Solve the system by the addition method. \( \begin{array}{l}3 x-4 y=3 \\ 5 x+3 y=-24\end{array} \) Select the correct choice below and, if necessary, fill in the answer box to complete your choice. A. The solution set is \{ \}. (Type an ordered pair.) B. There are infinitely many solutions.
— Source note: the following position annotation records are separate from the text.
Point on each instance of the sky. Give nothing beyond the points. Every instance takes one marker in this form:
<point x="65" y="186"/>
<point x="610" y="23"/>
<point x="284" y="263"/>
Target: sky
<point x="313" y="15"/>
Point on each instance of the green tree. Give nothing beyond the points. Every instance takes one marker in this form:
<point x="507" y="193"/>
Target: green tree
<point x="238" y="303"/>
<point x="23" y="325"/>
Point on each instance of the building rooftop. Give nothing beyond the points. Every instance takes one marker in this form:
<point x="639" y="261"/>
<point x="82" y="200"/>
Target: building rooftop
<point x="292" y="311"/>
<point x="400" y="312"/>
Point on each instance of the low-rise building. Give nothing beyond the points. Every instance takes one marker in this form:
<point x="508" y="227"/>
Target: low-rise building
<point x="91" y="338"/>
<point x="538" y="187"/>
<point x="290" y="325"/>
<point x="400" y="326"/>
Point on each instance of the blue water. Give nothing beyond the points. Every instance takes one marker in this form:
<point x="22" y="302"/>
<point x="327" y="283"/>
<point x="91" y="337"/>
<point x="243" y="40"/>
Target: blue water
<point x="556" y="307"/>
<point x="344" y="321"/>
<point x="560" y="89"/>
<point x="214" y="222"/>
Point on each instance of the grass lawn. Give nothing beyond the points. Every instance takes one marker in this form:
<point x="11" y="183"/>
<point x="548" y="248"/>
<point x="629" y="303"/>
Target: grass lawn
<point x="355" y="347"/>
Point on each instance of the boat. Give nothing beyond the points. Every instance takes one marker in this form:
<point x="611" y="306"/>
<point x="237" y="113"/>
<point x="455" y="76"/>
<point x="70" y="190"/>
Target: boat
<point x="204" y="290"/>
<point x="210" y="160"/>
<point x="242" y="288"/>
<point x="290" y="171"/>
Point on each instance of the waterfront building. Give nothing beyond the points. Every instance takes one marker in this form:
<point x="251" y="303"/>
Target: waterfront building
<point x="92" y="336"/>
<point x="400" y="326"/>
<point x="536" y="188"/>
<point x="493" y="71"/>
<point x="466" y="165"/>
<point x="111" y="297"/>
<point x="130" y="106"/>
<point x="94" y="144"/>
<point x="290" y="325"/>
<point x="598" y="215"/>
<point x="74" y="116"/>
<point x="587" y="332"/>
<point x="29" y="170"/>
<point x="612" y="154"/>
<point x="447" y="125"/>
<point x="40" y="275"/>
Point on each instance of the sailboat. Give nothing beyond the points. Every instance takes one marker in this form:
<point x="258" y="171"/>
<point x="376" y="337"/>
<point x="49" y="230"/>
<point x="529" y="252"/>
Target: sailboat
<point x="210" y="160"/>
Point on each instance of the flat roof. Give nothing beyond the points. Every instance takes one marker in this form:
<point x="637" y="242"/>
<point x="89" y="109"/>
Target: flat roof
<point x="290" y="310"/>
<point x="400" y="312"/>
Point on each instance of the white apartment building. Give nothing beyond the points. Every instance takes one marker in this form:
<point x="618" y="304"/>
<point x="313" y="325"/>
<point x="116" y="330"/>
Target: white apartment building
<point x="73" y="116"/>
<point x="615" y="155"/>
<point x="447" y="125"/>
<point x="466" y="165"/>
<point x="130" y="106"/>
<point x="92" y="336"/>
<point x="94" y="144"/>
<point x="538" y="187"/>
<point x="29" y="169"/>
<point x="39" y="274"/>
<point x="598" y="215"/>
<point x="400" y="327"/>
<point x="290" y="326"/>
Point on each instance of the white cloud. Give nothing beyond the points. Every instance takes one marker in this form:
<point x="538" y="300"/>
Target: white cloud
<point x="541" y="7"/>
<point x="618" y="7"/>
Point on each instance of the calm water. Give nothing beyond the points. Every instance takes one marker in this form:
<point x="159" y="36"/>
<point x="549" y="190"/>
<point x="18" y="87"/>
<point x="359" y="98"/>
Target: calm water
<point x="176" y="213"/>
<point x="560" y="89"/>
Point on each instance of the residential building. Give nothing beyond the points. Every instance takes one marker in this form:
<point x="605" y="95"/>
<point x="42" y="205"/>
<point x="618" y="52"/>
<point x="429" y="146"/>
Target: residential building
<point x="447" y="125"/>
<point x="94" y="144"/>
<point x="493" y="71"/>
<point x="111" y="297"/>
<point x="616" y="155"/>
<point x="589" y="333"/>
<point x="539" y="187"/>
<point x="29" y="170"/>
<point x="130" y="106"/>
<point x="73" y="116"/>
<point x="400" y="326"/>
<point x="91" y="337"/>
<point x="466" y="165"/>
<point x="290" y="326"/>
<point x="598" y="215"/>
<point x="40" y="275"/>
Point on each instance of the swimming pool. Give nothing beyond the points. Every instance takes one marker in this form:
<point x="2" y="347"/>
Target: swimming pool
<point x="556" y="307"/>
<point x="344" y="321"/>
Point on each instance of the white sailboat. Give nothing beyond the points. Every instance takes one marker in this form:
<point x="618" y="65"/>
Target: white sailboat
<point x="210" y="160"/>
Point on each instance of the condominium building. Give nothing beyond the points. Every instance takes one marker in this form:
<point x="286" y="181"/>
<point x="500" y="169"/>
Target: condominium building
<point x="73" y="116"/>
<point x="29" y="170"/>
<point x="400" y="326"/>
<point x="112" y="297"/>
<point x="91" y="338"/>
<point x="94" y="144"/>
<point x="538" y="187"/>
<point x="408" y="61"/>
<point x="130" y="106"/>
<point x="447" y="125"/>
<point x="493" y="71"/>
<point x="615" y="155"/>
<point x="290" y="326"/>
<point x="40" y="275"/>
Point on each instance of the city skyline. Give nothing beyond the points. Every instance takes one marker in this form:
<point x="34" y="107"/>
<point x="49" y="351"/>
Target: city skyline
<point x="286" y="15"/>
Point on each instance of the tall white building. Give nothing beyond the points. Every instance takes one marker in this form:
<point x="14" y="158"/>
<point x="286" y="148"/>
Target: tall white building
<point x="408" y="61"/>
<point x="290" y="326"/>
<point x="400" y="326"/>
Solve the system of equations \( 3x-4y=3;5x+3y=-24 \). Solve the system of equations by following steps: - step0: Solve using the substitution method: \(\left\{ \begin{array}{l}3x-4y=3\\5x+3y=-24\end{array}\right.\) - step1: Solve the equation: \(\left\{ \begin{array}{l}x=\frac{3+4y}{3}\\5x+3y=-24\end{array}\right.\) - step2: Substitute the value of \(x:\) \(5\times \frac{3+4y}{3}+3y=-24\) - step3: Simplify: \(\frac{5\left(3+4y\right)}{3}+3y=-24\) - step4: Multiply both sides of the equation by LCD: \(\left(\frac{5\left(3+4y\right)}{3}+3y\right)\times 3=-24\times 3\) - step5: Simplify the equation: \(15+29y=-72\) - step6: Move the constant to the right side: \(29y=-72-15\) - step7: Subtract the numbers: \(29y=-87\) - step8: Divide both sides: \(\frac{29y}{29}=\frac{-87}{29}\) - step9: Divide the numbers: \(y=-3\) - step10: Substitute the value of \(y:\) \(x=\frac{3+4\left(-3\right)}{3}\) - step11: Calculate: \(x=-3\) - step12: Calculate: \(\left\{ \begin{array}{l}x=-3\\y=-3\end{array}\right.\) - step13: Check the solution: \(\left\{ \begin{array}{l}x=-3\\y=-3\end{array}\right.\) - step14: Rewrite: \(\left(x,y\right) = \left(-3,-3\right)\) The solution to the system of equations \(3x-4y=3\) and \(5x+3y=-24\) is \((-3,-3)\). Therefore, the correct choice is A. The solution set is \((-3,-3)\).